Other initiatives showcased throughout the day at the briefing included the work done at the Karolinska University Hospital, where a team has been working with Microsoft and other industry partners on a project started in 2018 to use an AI robot, VR and gamification to reduce the anxiety of children receiving cancer treatment and their families and loved ones.
Over in Scotland, NHS Greater Glasgow and Clyde has been using wearable devices and Microsoft’s Azure cloud platform COPD – an umbrella term for a group of lung conditions causing breathing difficulties – in their homes in a trial expected to reduce the number of hospital admissions and generate cost savings.

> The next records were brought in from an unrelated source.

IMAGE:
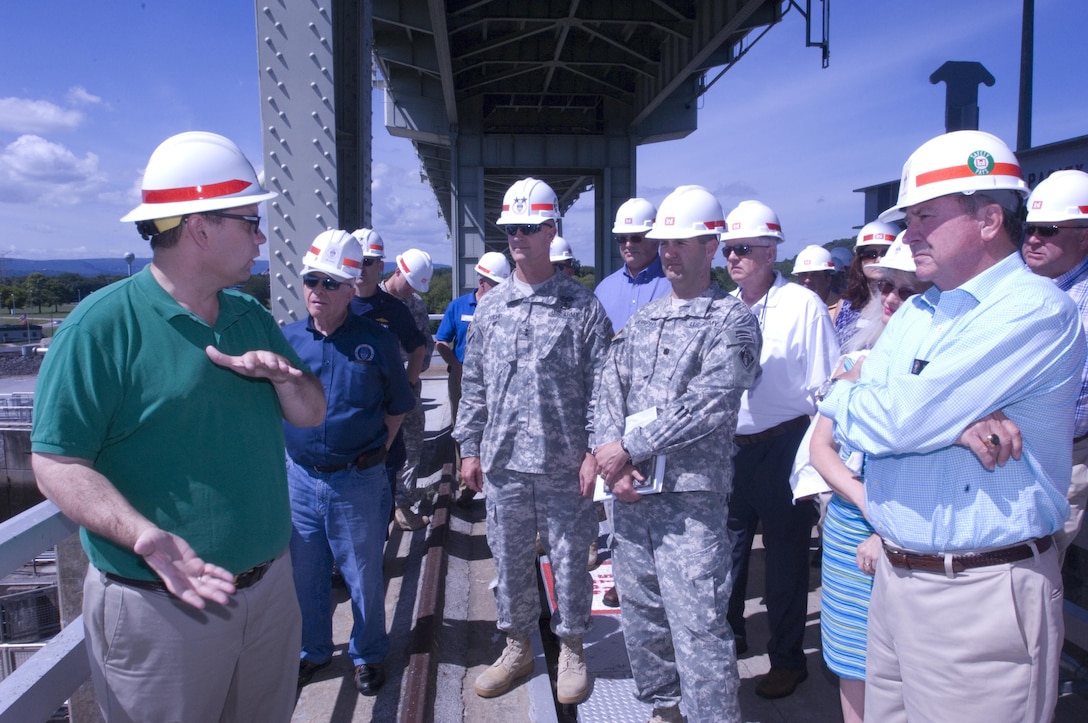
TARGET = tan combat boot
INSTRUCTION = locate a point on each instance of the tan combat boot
(572, 684)
(516, 662)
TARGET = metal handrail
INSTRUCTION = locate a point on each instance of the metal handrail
(41, 684)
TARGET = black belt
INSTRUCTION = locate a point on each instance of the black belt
(242, 581)
(967, 560)
(363, 461)
(777, 431)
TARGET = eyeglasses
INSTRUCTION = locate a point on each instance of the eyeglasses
(741, 250)
(887, 287)
(256, 221)
(1045, 232)
(329, 284)
(527, 229)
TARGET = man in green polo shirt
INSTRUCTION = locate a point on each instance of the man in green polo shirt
(158, 429)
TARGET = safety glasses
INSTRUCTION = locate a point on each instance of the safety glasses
(741, 250)
(887, 287)
(527, 229)
(329, 284)
(256, 221)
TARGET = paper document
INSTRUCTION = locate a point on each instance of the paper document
(653, 469)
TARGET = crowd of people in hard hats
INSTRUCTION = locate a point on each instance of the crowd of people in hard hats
(922, 401)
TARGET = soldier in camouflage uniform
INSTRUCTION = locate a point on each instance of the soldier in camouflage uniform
(690, 354)
(412, 274)
(534, 348)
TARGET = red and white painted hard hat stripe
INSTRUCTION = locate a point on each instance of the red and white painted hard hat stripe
(963, 172)
(195, 192)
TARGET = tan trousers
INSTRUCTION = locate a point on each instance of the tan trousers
(981, 646)
(155, 658)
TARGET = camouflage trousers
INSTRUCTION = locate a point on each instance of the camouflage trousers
(519, 506)
(672, 570)
(411, 427)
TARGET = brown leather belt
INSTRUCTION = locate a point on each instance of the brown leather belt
(242, 581)
(777, 431)
(363, 461)
(961, 562)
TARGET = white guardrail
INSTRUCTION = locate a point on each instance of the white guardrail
(41, 684)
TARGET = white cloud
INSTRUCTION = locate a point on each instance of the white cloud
(26, 115)
(37, 171)
(78, 96)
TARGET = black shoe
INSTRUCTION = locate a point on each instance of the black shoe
(307, 670)
(780, 682)
(369, 678)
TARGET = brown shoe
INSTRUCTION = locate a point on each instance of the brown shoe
(780, 682)
(516, 662)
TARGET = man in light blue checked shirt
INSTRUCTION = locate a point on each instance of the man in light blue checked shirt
(1055, 245)
(965, 621)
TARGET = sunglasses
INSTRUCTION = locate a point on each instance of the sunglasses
(741, 250)
(887, 287)
(527, 229)
(329, 284)
(256, 221)
(1045, 232)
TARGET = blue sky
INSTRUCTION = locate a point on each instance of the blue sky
(88, 89)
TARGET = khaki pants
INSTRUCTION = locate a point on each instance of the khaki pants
(981, 646)
(155, 658)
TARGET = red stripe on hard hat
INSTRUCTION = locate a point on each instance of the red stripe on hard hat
(195, 192)
(964, 172)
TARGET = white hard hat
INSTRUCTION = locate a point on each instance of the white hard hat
(372, 245)
(494, 266)
(752, 220)
(336, 253)
(195, 172)
(898, 257)
(416, 266)
(876, 233)
(559, 250)
(688, 212)
(813, 258)
(1062, 196)
(634, 215)
(841, 258)
(957, 162)
(529, 201)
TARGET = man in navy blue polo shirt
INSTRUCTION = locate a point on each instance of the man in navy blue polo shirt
(340, 493)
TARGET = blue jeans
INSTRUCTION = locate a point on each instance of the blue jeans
(340, 516)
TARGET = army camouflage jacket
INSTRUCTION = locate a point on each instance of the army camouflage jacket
(530, 368)
(692, 363)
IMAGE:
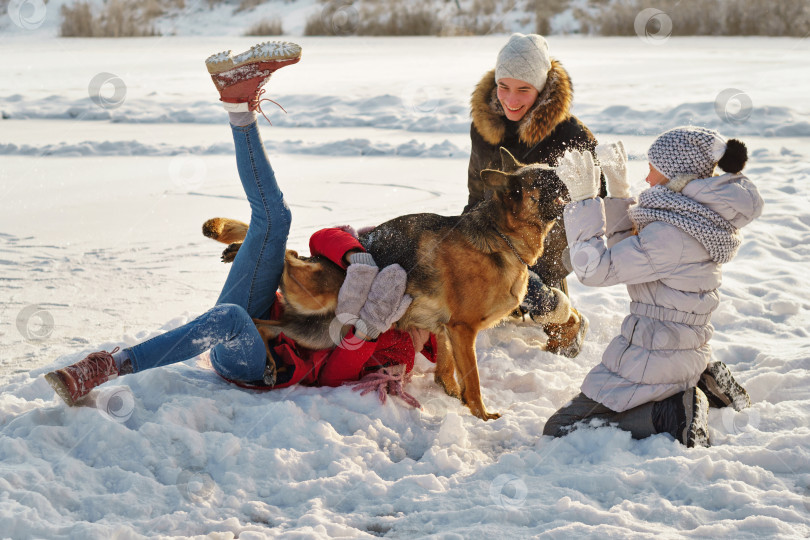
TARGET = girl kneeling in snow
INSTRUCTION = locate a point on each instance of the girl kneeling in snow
(237, 350)
(654, 377)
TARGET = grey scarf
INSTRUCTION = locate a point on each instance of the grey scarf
(720, 238)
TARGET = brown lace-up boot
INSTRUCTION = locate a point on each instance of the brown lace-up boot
(239, 78)
(75, 381)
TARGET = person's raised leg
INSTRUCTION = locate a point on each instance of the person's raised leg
(256, 271)
(237, 352)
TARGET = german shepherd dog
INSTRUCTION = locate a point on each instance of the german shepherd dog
(465, 273)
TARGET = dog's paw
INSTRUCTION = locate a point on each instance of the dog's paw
(229, 253)
(213, 227)
(450, 387)
(481, 412)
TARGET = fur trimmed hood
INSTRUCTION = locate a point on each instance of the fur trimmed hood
(552, 107)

“It’s about delivering treatment earlier by using data,” said Chris Carlin, consultant respiratory physician at the Scottish health board. “If we can empower patients to self-manage their condition, we can significantly reduce hospital admissions. That self-management might be helping them with their breathing, escalating their existing treatment, recommending new treatment or reaching out to the community respiratory team.”
Meanwhile, Microsoft is also working with the Novartis Foundation and the Oswaldo Cruz Foundation in Brazil to develop a machine learning algorithm for early detection of leprosy. Most recent figures from the World Health Organisation indicate that more than 200,000 people were diagnosed with the disease globally in 2017.
But as stakeholders around the world continue to look to the adoption of digital technologies, Nicola Bedlington, secretary general at the European Patients’ Forum, emphasised that the patient’s voice must be a crucial part in the design, development and deployment of new tools, while, ultimately, the innovation needed in healthcare will be built on trust, seen as a “gatekeeper”, argued Elena Bonfiglioli, Microsoft healthcare lead for the EMEA region.